CLEAN WATER FUTURE [PBL-LAB + 2050 Workout]
Time & Location
About the Event
Funded in part by Cascade Water Alliance and King County Wastewater Treatment Division
Problem Statement: What are the most effective solutions across sectors, systems, and scales for managing our local water systems? What role can students play in designing and amplifying these solutions to ensure a clean water future?
Why you should attend…
- You expect water to come out of the tap when you turn it on.
- You expect your toilet to flush, be treated, and return to the ecosystem (but how?)
- You love it when your students are authentically engaged.
- You love identifying real-world contexts for meeting academic standards.
- You are personally fascinated by intersectional challenges like this one.

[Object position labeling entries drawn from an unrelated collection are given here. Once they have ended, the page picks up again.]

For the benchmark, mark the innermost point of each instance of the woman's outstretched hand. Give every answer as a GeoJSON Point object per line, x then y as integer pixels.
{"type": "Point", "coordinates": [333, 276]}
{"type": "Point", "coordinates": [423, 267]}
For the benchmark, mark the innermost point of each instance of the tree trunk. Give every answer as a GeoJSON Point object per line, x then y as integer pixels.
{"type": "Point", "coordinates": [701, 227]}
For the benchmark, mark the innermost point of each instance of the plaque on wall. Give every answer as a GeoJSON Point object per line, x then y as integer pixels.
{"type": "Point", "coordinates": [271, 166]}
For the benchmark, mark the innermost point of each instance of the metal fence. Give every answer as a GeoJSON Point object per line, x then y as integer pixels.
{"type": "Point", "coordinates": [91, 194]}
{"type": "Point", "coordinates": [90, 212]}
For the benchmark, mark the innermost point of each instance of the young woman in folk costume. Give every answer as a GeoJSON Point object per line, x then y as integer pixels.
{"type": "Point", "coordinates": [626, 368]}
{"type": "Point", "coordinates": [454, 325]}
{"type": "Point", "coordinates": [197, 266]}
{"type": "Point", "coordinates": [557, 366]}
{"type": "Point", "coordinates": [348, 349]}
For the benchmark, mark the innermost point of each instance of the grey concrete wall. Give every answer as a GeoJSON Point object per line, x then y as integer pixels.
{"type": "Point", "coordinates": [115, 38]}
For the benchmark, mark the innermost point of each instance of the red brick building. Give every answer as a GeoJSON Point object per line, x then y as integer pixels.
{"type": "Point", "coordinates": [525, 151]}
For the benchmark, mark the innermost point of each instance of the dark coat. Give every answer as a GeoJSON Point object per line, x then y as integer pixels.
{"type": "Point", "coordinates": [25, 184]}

- You value a clean water future.
About the Lab: Singapore leads the world in integrated water management systems. 80 years ago, they were a poor developing nation. Las Vegas is America's most water-efficient city. Atlanta was just a couple months from completely running out of water. How efficient and reliable is the water infrastructure in our region? How do we deal with increasing population and decreasing snowpack? What happens to our water supply lines and wastewater pipes when the big earthquake comes? Who manages all of this infrastructure that we totally take for granted? How do we pay for this privilege? Is the system equitable? In this Lab, we will explore, build, and refine the very best problem-based, place-based learning opportunities for applying sustainable systems design at four scales - Household, Neighborhood, City, Bioregion, and through five systems lenses - Equitable Outcomes, Engineering Design, Economic Development, Ecosystem Services, and Educating for Sustainability. We all drink water. We all flush the toilet. We all contribute to polluted stormwater runoff. Authentic problem-solving in the classroom, where rigor meets relevance, immerses students in a systems approach to water management. This includes an understanding of the interdependent relationships among three natural systems, three infrastructure systems related to water management, and three social systems which provide the context for awareness, behavior, and decision making.

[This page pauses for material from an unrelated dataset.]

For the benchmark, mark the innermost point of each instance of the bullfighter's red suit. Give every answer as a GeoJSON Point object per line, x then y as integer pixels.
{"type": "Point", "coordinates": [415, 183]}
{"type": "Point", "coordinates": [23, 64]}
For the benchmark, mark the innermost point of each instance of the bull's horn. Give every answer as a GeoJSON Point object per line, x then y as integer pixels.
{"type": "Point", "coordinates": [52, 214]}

PRACTICE The fundamentals of problem-based, place-based learning.
ANALYZE Opportunities for integrating water management systems.

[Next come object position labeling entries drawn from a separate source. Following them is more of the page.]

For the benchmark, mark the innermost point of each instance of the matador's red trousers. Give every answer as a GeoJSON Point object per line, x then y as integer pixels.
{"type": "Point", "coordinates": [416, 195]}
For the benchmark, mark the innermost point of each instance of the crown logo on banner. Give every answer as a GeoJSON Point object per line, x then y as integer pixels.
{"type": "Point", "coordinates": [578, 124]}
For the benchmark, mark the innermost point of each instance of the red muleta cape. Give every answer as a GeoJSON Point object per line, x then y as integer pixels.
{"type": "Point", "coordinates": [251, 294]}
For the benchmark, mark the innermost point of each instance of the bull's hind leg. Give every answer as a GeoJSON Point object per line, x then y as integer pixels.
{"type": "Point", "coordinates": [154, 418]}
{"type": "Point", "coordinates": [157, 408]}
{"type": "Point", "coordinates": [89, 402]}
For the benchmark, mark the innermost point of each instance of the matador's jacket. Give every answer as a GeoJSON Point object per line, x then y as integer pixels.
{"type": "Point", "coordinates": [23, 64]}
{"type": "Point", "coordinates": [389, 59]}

APPLY Systems thinking to identify solutions, track impact, report to stakeholders.
COACH Student Impact Projects aligned with local water management goals.
DESIGN Lessons for application in your classroom.
EXPLORE Career profiles of people who are working on solving this problem.
Associated Standards and Frameworks
- OSPI - Environmental Sustainability Standards
- NGSS - High School Human Sustainability Standards
- OSPI - Social Studies Standards for Civics, Economics, Geography, History,
- College, Career, and Civic Life (C3) Framework for Social Studies
- Common Core State Standards - English Language Arts/Literacy and Mathematics
What is the 2050 Workout?
Student leaders participate in the PBL Lab along with teachers, but through a parallel, youth-led track focused on a fascinating thought experiment, “What would it be like to achieve 100% sustainability in our communities by the year 2050?” Students self-organize in research, facilitation, and presentation teams to prepare for the 2050 Update on August 26, our annual livestream event attracting thousands of viewers from across the nation. Student Ambassadors, invited peers, and our team of Sustainable Systems Coaches facilitate a different focus associated with each of the summer PBL Labs. In exploring one system in depth, the intersectionality among systems is revealed with a special emphasis on equity outcomes and climate change action. How fast can we generate the best solutions? What are the prototypes and tipping points already in play? What would it actually look like if we succeed?